Scientific classification
- Kingdom: Animalia
- Phylum: Arthropoda
- Class: Malacostraca
- Order: Decapoda
- Suborder: Pleocyemata
- Family: Nephropidae
- Genus: Nephropides Manning, 1969
- Species: N. caribaeus
- Binomial name: Nephropides caribaeus Manning, 1969

= Nephropides =

- Genus: Nephropides
- Species: caribaeus
- Authority: Manning, 1969
- Conservation status: DD
- Parent authority: Manning, 1969

Species of crustacean

Nephropides caribaeus is a species of lobster, the only species in the genus Nephropides. It is found in western parts of the Caribbean Sea, from Belize to Colombia. It grows to a total length of around 170 mm, and is covered in conspicuous tubercles.

==Description==
Nephropides caribaeus is a narrow lobster, resembling Nephropsis or Nephrops. Adults of N. caribaeus are typically 155–170 mm in total length, or 51–58 mm in carapace length. It differs from Nephropsis in that the eyes contain pigment, which is lacking in Nephropsis. The rostrum has 2–3 lateral spines, but no spines on the lower edge. The whole body is covered in large tubercles, including the first pereiopods with their large chelae, and the other, smaller pereiopods.

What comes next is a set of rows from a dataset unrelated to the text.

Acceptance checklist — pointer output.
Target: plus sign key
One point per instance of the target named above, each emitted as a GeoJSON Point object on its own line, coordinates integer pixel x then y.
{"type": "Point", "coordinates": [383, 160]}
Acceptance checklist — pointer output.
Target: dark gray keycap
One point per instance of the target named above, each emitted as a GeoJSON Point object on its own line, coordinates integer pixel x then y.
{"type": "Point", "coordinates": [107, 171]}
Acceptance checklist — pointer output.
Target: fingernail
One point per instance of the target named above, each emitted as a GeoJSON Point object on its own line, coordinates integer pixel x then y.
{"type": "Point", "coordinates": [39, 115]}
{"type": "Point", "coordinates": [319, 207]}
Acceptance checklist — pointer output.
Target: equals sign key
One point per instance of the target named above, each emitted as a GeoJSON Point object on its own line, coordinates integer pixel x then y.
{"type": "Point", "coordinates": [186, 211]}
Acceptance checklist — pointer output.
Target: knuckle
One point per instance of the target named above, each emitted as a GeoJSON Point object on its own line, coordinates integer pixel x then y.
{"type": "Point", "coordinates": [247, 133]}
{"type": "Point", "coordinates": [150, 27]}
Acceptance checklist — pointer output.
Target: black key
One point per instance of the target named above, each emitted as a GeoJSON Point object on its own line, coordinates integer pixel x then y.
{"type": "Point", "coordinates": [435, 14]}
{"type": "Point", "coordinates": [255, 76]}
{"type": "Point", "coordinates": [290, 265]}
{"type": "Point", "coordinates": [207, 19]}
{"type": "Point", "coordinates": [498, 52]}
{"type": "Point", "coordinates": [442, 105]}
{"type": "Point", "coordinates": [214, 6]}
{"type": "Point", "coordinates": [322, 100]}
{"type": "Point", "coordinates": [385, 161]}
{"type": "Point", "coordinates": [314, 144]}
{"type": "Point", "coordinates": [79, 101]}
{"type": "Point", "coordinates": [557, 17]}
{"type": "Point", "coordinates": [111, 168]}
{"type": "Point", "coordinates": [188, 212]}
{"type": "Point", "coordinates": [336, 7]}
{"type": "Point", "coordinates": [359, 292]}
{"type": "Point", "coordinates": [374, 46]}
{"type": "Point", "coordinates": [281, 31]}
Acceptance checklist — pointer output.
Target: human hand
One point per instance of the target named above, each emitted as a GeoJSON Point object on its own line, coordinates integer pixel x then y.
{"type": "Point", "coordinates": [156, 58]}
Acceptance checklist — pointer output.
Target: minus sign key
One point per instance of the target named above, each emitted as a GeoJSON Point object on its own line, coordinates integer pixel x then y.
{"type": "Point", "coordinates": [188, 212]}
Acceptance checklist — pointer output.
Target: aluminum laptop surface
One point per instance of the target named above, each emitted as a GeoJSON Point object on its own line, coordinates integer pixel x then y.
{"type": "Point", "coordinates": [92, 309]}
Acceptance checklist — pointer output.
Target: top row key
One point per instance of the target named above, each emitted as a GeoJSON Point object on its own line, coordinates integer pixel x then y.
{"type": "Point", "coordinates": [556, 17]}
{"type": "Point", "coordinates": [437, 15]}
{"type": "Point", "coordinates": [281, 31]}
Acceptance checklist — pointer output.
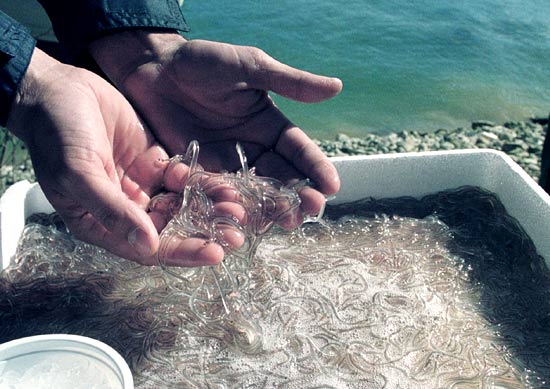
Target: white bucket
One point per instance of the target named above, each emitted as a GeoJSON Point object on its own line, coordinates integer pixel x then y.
{"type": "Point", "coordinates": [62, 362]}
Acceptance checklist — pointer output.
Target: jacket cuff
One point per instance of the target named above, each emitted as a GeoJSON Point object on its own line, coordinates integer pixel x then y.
{"type": "Point", "coordinates": [16, 47]}
{"type": "Point", "coordinates": [76, 23]}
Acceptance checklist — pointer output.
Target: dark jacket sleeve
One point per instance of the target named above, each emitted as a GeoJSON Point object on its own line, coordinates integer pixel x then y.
{"type": "Point", "coordinates": [77, 22]}
{"type": "Point", "coordinates": [16, 47]}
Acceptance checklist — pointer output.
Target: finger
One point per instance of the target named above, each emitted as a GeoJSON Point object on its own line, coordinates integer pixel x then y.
{"type": "Point", "coordinates": [296, 147]}
{"type": "Point", "coordinates": [190, 252]}
{"type": "Point", "coordinates": [312, 200]}
{"type": "Point", "coordinates": [269, 74]}
{"type": "Point", "coordinates": [105, 216]}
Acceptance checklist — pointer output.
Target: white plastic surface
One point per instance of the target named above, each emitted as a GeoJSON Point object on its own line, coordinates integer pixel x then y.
{"type": "Point", "coordinates": [378, 176]}
{"type": "Point", "coordinates": [62, 362]}
{"type": "Point", "coordinates": [419, 174]}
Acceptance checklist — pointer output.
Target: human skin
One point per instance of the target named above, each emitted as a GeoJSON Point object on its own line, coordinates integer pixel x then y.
{"type": "Point", "coordinates": [99, 165]}
{"type": "Point", "coordinates": [217, 94]}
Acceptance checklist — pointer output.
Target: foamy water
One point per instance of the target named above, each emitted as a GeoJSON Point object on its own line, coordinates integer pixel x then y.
{"type": "Point", "coordinates": [440, 292]}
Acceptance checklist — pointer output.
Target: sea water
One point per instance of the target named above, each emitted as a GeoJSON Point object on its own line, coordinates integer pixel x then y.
{"type": "Point", "coordinates": [444, 291]}
{"type": "Point", "coordinates": [421, 65]}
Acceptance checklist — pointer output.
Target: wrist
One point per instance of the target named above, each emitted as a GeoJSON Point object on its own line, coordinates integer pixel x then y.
{"type": "Point", "coordinates": [119, 54]}
{"type": "Point", "coordinates": [41, 68]}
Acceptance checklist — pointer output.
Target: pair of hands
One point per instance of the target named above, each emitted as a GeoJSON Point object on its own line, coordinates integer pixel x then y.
{"type": "Point", "coordinates": [99, 152]}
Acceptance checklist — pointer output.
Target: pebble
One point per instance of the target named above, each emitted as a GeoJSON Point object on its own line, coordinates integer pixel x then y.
{"type": "Point", "coordinates": [521, 140]}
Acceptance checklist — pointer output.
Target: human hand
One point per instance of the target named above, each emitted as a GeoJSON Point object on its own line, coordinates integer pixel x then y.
{"type": "Point", "coordinates": [96, 163]}
{"type": "Point", "coordinates": [216, 93]}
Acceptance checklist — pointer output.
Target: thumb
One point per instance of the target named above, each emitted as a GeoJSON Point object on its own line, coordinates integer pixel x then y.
{"type": "Point", "coordinates": [269, 74]}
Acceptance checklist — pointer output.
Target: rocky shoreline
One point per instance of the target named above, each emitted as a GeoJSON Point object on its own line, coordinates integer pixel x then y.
{"type": "Point", "coordinates": [521, 140]}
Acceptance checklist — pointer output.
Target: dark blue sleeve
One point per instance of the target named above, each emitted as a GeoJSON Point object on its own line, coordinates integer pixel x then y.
{"type": "Point", "coordinates": [16, 47]}
{"type": "Point", "coordinates": [77, 22]}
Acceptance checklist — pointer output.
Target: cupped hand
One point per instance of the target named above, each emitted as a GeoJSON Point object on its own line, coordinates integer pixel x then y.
{"type": "Point", "coordinates": [217, 94]}
{"type": "Point", "coordinates": [95, 161]}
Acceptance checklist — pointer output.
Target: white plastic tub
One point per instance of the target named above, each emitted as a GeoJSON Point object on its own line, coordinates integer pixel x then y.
{"type": "Point", "coordinates": [62, 362]}
{"type": "Point", "coordinates": [378, 176]}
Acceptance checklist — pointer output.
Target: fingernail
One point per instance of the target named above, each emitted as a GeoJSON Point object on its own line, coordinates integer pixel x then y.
{"type": "Point", "coordinates": [139, 241]}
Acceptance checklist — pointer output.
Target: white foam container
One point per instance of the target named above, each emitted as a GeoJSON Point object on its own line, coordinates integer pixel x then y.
{"type": "Point", "coordinates": [378, 176]}
{"type": "Point", "coordinates": [62, 361]}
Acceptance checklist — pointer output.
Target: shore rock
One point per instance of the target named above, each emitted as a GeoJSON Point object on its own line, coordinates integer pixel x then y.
{"type": "Point", "coordinates": [522, 141]}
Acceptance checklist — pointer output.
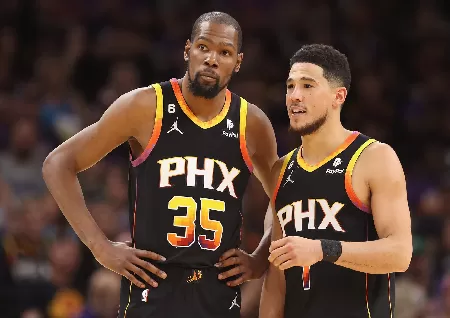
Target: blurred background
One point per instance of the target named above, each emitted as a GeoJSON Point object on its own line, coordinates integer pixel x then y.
{"type": "Point", "coordinates": [62, 63]}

==Distribution and ecology==
Nephropides caribaeus is found in the western Caribbean Sea, and has been recorded from Belize to Colombia. It is a deep-water species, living on muddy bottoms at depths of 455–728 m.

==Taxonomic history==
The genus Nephropides and the species N. caribaeus were both erected in 1969 by Raymond B. Manning. A second species later described in the genus has since been transferred to Thymops as Thymops birsteini. The Food and Agriculture Organization has assigned the species an English name of "mitten lobsterette". The type locality is at , off the coast of Nicaragua, at a depth of 546–582 m. The generic name Nephropides alludes to a close relationship with the genus Nephrops, while the specific epithet caribaeus is a reference to the Caribbean Sea.